The US Patent and Trademark Office officially published a series of twenty-five newly granted patents for Apple Inc. today and we've already covered two of them that touched on Apple's Multi-Touch and iWallet technologies and systems. But there's one more to report on today that could be a blockbuster for Apple's legal team and have Android OEM's scrambling to get it dissected. Apple's latest patent win may hold some mind boggling smartphone and tablet basics such as a display changing from vertical to horizontal modes. The Verge's Nital Patel has posted a fine report today titled "Slide to unlock: how Apple's patents are changing Android." One of the patents that Patel touches on is that of patent7,469,381 which he dubs a notorious patent because of the effect it's had on Android OEM's. If that had an effect, then Apple's latest patent is bound to be a killer. Apple's patent holds a whopping 76 claims which is well over triple what the '381 patent possessed. So if the first patent challenged Android OEM's, then this one could be a mega-ton bomb in comparison.
Apple Wins a Powerful iOS & Device Patent
Apple has been granted a patent that generally relates to portable electronic devices, and more particularly, to portable devices that display portions of electronic documents and/or portions of lists of items. Due to the importance of this patent, we'll review Apple's complete 2007 Patent Background so as to give this patent win full context.
Apple's Patent Background
As portable electronic devices become more compact, and the number of functions performed by a given device increase, it has become a significant challenge to design a user interface that allows users to easily interact with a multifunction device. This challenge is particular significant for handheld portable devices, which have much smaller screens than desktop or laptop computers. This situation is unfortunate because the user interface is the gateway through which users receive not only content but also responses to user actions or behaviors, including user attempts to access a device's features, tools, and functions. Some portable communication devices (e.g., mobile telephones, sometimes called mobile phones, cell phones, cellular telephones, and the like) have resorted to adding more pushbuttons, increasing the density of push buttons, overloading the functions of pushbuttons, or using complex menu systems to allow a user to access, store and manipulate data. These conventional user interfaces often result in complicated key sequences and menu hierarchies that must be memorized by the user.
Many conventional user interfaces, such as those that include physical pushbuttons, are also inflexible. This is unfortunate because it may prevent a user interface from being configured and/or adapted by either an application running on the portable device or by users. When coupled with the time consuming requirement to memorize multiple key sequences and menu hierarchies, and the difficulty in activating a desired pushbutton, such inflexibility is frustrating to most users.

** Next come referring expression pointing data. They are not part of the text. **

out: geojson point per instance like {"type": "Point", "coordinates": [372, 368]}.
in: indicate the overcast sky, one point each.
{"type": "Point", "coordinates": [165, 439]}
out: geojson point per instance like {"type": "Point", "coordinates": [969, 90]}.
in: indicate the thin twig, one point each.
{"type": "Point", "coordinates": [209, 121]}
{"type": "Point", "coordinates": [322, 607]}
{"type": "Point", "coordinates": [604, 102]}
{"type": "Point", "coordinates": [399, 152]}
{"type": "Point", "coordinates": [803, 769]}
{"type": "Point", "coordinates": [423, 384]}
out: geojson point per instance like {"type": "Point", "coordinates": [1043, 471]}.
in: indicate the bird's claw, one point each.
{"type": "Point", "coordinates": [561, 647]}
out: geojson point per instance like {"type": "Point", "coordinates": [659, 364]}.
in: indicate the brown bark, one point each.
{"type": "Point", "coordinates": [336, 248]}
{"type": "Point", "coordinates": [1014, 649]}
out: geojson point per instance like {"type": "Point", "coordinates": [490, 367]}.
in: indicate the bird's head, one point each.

In particular, when a conventional user interface on a portable device is used to display a portion of an electronic document or of a list of items, a user may not be able to tell the position in the document or list of the displayed portion. The user also may not be able to tell what fraction of the document or list corresponds to the displayed portion. Lacking this knowledge, the user may find viewing and navigating the document or list to be confusing and frustrating. In some portable devices, scroll bars are used to indicate the position in the document or list of the displayed portion. But scroll bars are fixed user interface features that take up valuable display screen area on an already small display screen.
Accordingly, there is a need for portable multifunction devices with more transparent and intuitive user interfaces for navigating portions of electronic documents and/or lists of items that are easy to use and that do not reduce the screen area available for the display of documents, lists, and other content. Such interfaces increase the effectiveness, efficiency and user satisfaction with portable multifunction devices.